Under the new policy, every drug in the National List of Essential Medicines will be capped at the weighted average price of all brands with a market share exceeding 1 percent, Jena said. That’s different from the existing system, which covers 74 drugs and sets a cap based on the product’s manufacturing costs.
The list, formulated by the health ministry, includes 64 antibiotics, 27 cardiovascular treatments, and 24 hormonal drugs, in addition to multivitamins and pain relievers.
The Indian unit of London-based Glaxo gets about 31 percent of its sales from drugs included in the list, making it the publicly traded company with the largest exposure, Barclays Plc said in a Sept. 24 report. Among Indian drugmakers, Mumbai-based Cipla would face the biggest loss in revenue, with 28 percent of sales coming under price control, analysts Balaji Prasad and Rohit Goel wrote.
“We are still analyzing the policy internally and cannot comment on the impact on sales,” Cipla Executive Director S. Radhakrishnan said in a phone interview. Glaxo spokeswoman Rupali Kalav didn’t reply to an e-mail and a phone call after office hours.

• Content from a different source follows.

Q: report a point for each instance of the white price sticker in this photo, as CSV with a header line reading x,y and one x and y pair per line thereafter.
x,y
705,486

India has 92,000 brand names of registered pharmaceuticals, according to a compendium of medicines sold in the country. The World Health Organization, in contrast, recommends 340 essential drugs.

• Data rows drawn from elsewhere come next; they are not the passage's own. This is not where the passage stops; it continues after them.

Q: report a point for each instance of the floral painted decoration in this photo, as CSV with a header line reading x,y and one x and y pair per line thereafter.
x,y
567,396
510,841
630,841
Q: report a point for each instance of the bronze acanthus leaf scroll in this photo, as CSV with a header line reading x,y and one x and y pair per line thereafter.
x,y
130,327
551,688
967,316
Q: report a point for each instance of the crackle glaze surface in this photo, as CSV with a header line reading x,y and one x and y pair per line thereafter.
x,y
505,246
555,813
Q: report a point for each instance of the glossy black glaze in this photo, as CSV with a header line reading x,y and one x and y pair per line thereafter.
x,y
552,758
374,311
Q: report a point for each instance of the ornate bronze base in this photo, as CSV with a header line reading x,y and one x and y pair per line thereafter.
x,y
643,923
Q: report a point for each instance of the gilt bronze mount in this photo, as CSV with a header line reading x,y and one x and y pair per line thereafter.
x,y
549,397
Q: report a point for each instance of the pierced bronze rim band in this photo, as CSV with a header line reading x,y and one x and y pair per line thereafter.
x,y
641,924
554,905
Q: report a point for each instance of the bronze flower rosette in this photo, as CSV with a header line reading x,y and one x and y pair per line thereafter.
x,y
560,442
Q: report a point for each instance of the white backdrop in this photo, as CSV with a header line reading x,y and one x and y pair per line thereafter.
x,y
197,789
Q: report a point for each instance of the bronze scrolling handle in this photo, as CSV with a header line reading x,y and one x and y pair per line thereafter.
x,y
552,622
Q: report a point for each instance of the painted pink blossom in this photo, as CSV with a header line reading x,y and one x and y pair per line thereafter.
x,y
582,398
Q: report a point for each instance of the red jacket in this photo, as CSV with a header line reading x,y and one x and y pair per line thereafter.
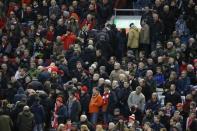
x,y
2,23
95,103
50,35
105,101
89,24
68,40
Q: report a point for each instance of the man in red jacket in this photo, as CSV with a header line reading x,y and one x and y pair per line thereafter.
x,y
68,39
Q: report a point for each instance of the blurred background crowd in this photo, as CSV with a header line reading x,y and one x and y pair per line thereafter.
x,y
64,67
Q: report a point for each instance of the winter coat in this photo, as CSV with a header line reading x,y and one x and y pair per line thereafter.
x,y
133,38
74,27
35,84
159,79
39,113
173,98
68,40
73,110
112,102
25,121
138,100
183,85
20,95
145,34
84,100
153,105
95,103
62,114
5,123
115,74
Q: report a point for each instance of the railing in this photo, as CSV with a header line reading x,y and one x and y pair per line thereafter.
x,y
126,10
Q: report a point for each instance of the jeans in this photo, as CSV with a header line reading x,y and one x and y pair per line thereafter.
x,y
38,127
94,117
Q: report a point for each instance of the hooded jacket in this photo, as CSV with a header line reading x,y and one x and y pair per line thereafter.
x,y
20,95
133,37
25,121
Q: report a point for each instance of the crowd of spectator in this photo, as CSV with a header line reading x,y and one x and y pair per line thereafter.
x,y
64,67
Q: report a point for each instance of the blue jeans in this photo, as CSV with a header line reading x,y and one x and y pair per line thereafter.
x,y
38,127
94,117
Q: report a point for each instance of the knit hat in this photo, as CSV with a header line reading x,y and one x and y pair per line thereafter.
x,y
84,88
132,117
60,99
179,105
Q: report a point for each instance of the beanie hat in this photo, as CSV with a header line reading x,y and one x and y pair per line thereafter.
x,y
60,99
84,88
132,117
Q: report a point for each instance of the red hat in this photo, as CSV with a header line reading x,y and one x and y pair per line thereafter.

About 90 percent of prescriptions are generics, which their manufacturers seek to differentiate with unique names. Glaxo’s Augmentin, a combination drug containing two antibiotics, is sold by Ranbaxy Laboratories Ltd. as Moxclav, by Cipla as Advent and by Mankind Pharma Ltd. as Moxikind-CV.
Prices of the brands can differ by as much as 75 percent for six tablets, according to the drug encyclopedia CIMS.
When prescribing medication, Indian doctors typically refer to brands rather than chemical names. Pharmacists are prohibited from substituting one generic for another, even if it’s cheaper, so drugmakers try to persuade doctors to think of their brands first.
“The new proposal will have an impact on industry as the span of price controls will now increase to cover around 30 percent of the pharmaceutical market,” Ranjit Shahani, managing director of Basel, Switzerland-based Novartis AG’s Indian unit and the president of a pharmaceutical lobby group, said in an e-mailed statement.
All the major pharmaceutical companies in the country derive from 30 to 40 percent of their sales from exports and that would shield them from this policy change, IIFL’s Pathiparampil said.
Sun Pharmaceutical Industries Ltd., the country’s biggest drugmaker by market value, got 37 percent of sales from India last fiscal year. Lupin Ltd., the world’s biggest maker of tuberculosis drugs, got 27 percent from its home country.
The company is still “awaiting more clarity” from the government on the new policy recommendations, Mumbai-based Lupin said in an e-mailed statement.